The prosecutor, in his sentencing argument, repeated Leonard’s testimony that defendant had used a juvenile and numerous others to sell cocaine on a large scale. Defendant contends Leonard’s uncorroborated testimony should not have been considered as an aggravating factor, citing People v. LaPointe (1981), 88 Ill. 2d 482, 498-99, 431 N.E.2d 344, 351. Defendant maintains the trial court has a duty to determine whether the information given at a sentencing hearing is accurate and reliable before using such evidence in aggravation. However, the LaPointe court pointed out that there, sentencing evidence was properly received from a witness who, under the evidence, appeared to have been solicited by the defendant to commit a crime and had been subject to the rigors of cross-examination which greatly promoted the likelihood of the accuracy of that testimony. See also People v. Tompkins (1987), 155 Ill. App. 3d 380, 382, 508 N.E.2d 481, 483.

Here, Leonard’s credibility was impeached by her bias (incentive to help the State) and her admitted prior criminal conduct, but she was under cross-examination and her testimony at sentencing was not uncorroborated. Deputy Swan testified that in his search of *951defendant’s house, he found a large amount of cash, as Toni Leonard had indicated, and the defendant’s guilty plea gave credence to the strength of Leonard’s testimony against him. Moreover, much of Leonard’s sentencing testimony was free of the unreliable hearsay problems involved in People v. Crews (1967), 38 Ill. 2d 331, 231 N.E.2d 451, and People v. Washington (1984), 127 Ill. App. 3d 365, 468 N.E.2d 1285, also cited by the defense.

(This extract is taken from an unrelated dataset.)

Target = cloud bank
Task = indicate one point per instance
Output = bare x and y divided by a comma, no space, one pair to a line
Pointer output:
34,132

Finally, defendant contends the trial court failed to adequately consider the mitigating factors of his age, minimal criminal record, and the excessive hardship that a sentence of imprisonment would place upon his family. He notes he was only 22 years old when he committed the present offense; had no juvenile record; both his adult convictions were for nonviolent drug offenses; and he has five children, three of whom rely upon his income for support.

Defendant was convicted of a Class X felony. He was also found to be eligible for an extended-term sentence of up to 60 years’ imprisonment because of his previous conviction for possession of a controlled substance. (See Ill. Rev. Stat. 1989, ch. 38, par. 1005—8— 2(a)(2).) His sentence of 15 years’ imprisonment was within the statutory limits. (See Ill. Rev. Stat. 1989, ch. 38, par. 1005—8—1(a)(3).) In addition, although the court did not expressly indicate its consideration of all mitigating factors and the weight assigned to each, the information on mitigating factors was included in the presentence report. The court indicated it had considered the report. Absent contrary evidence, we presume the trial court considered the mitigating factors. People v. Kyse (1991), 220 Ill. App. 3d 971, 975, 581 N.E.2d 285, 288.

Accordingly, for the reasons stated, the judgment of the trial court is affirmed.

Affirmed.

STEIGMANN, P.J., and LUND, J., concur.